Straumann's bleak prediction isn't primarily related to the future organization of UBS, which will be fully unveiled next week, but mainly to historical logic and the fortunes or notorious inability of the supervisory authorities. In making his case he laid out the global relationship between capital mobility and the number of banking crises.

Capital Mobility is Crucial

With greater globalization comes greater capital mobility, resulting in more banking crises. This was evident between 1880 and 1914 when the degree of economic openness was very high as were the number of banking crises, as the chart below shows.

 (Source: Carmen Reinhart, 2010; click chart to enlarge)

A similar pattern emerged in the 1980s and 1990s when globalization culminated in the dot-com bubble bursting.

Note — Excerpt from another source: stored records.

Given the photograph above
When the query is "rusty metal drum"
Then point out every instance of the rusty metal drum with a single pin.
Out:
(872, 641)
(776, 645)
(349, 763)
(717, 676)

Unsurprisingly, more banking crises occur in times of rising or higher interest rates, which could be a cause for concern in the coming years as illustrated in the chart below.

Fed 500

(Source: Bloomberg/FT; click chart to enlarge)

The Adventure of Winding Down a Major Bank

The main determinant of whether there will be another Swiss banking crisis is whether the government and authorities implement a regulatory framework that would've avoided the situation that led to Credit Suisse's demise. Straumann said measures to reduce high-risk transactions by large banks have been demanded by the federal government for 25 years.

Such demands come to nothing for a simple reason. Economists Armin Jans, Christoph Lengwiler, and Marco Passardi wrote in their analysis «Crisis-proof Swiss Banks» that despite all the preparations, the liquidation of a major bank will remain an adventure, so the bank's management and Finma have strong incentives to delay resolution proceedings as long as possible.

Calling the Financial Fire Department

The authors sum up the dilemma over Credit Suisse. There's much to suggest that an earlier and more forceful intervention by Finma and the Swiss National Bank (SNB) might have prevented some things from happening. Better coordination between the SNB and Finma would certainly have been beneficial, Straumann explains.

He compares avoiding a banking crisis to fighting a fire. In addition to building regulations and building insurance, what is needed above all is a «financial fire department» that intervenes during a liquidity crisis or bank run. It can set limits for capital withdrawals, extend collateral for clients, or impose stricter regulations.

Another option is to introduce thresholds for credit default swaps that would force the authorities to intervene when breached, suggests Swiss finance professor Heinz Zimmermann.

Bold Consideration

Straumann's idea of increasing the equity ratio to such an extent that a bank like UBS would move its international business abroad for cost reasons is audacious since it would lead to losses initially. The «super UBS» now in the making represents an unfavorable and risky cost/benefit ratio for the Swiss financial industry. «Such a UBS would no longer be in the interests of the Swiss financial center,» Straumann observes.

Cooperation between Finma and the SNB is likely to determine whether and how another banking crisis will play out. Calls to build up more competence at Finma and increase the SNB's willingness to place its authority increasingly in the service of the supervisory authority might seem a stretch but shouldn't be dismissed out of hand.